Ignacio Juan "Iggy" Pop, or, as he was to sign himself, Ignatius Pappus, was born in Toledo in 1457, the son of a vintner. Third of five sons, he was sent to the convent for his education; for unknown reasons he attended a chapter school as far away as Paderborn, attached to the Dominican monastery there. An early Humanist, he left the school and returned to Castile before taking orders, in 1479. The record is unclear on his occupation for some years; however, by 1483 he was employed in the periphery of the court of Aragon at Barcelona, apparently as a librarian or philosopher-general.
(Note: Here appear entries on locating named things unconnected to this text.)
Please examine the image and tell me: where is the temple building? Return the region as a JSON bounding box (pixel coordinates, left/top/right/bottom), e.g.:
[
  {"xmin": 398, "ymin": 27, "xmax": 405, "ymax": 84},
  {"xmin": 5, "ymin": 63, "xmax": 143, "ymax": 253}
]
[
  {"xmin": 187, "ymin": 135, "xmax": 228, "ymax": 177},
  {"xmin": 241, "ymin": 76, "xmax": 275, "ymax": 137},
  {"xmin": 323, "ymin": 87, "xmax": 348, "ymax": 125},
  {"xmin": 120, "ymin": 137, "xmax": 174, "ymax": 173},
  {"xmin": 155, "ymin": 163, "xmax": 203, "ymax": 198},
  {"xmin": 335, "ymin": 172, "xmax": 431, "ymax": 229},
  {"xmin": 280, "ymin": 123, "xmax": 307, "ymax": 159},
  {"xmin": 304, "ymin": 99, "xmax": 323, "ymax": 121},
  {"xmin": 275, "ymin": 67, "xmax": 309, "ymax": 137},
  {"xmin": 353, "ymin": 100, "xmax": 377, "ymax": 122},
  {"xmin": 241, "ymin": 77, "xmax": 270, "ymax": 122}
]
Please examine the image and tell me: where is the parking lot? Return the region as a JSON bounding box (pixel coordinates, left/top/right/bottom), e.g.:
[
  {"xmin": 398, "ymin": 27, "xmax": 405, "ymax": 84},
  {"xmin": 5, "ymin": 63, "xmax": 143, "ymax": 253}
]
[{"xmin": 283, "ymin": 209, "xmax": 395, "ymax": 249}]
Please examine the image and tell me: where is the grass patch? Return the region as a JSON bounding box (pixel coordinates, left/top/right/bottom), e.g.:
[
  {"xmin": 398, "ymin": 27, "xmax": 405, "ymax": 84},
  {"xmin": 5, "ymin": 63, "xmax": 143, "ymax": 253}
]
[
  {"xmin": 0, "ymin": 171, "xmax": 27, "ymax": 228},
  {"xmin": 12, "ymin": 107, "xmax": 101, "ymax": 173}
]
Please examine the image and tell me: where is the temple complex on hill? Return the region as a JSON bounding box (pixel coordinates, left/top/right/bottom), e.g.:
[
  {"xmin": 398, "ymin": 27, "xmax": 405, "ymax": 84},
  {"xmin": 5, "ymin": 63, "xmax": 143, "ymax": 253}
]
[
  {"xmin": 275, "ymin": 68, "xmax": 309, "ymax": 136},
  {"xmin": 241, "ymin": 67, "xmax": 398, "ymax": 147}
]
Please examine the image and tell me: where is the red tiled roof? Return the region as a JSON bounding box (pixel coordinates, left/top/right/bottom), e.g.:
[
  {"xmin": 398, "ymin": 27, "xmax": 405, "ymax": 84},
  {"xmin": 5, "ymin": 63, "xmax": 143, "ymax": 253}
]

Like many men of his day, Pop was a theologian by education, but inclined by interest to the natural sciences; the spread of the then-new art of printing gave his works wide dissemination. He wrote a commentary on Euclid's Elements and another on the Hebraica; he wrote an account of visions sustained while in seminary which is said to have inspired Swedenborg in his Arcana Coelestia. He published a treatise in four parts on the agent properties of various botanicals, in 1485, 1487, 1491 and 1492. Moreover, he wrote a large work on the principles of music, the Ars Magna Melodica, in which he proposed a complex, never-adopted system of musical notation, and is supposed to have invented a new kind of zither for which Ferdinand II rewarded him with the instrument's weight in gold. He was an obsessed and eccentric collector, not only an early bibliophile but also an avid hoarder of dead insects, live birds, glassware, musical instruments, scientific instruments, Oriental and Egyptian figurines. His herbariums were supposed to rival any in Europe.

Pop supposedly suffered from ill-health his whole life; an unidentified wasting disease left him constantly weary and simultaneously voracious. As an adult, his physical features were so distinctive that, like Notker the Stammerer, he came to be identified by them, other writers often calling him Iggy the Gangly. As he was known despite this to have been unusually tall, some modern historians believe that the symptoms were brought on by the inhalation of mercury in the course of experiments, while others blame the ingestion of the various experimental herbal remedies and decoctions Pop spent much of his time on devising. However, both of these theories disregard that he claims himself (in Pt. III. of his Botanicals) to have been plagued by his mysterious ailment since early childhood, and the latter also ignores that he only became obsessed with herbal medicine in the hopes of alleviating his illness.

In about 1502 Pop left the service of their Catholic Majesties to start a manufacture, having allegedly invented a sequin-punching machine. Though unreliable, this machine was far more effective than performing the operation by hand, and, able to sell to court via his personal contacts, he became a rich man. After this point, he appears to have written nothing, or at least published nothing; church records indicate that he died in Toledo in 1515. He had no children, leaving his wealth and personal collections to a favorite nephew.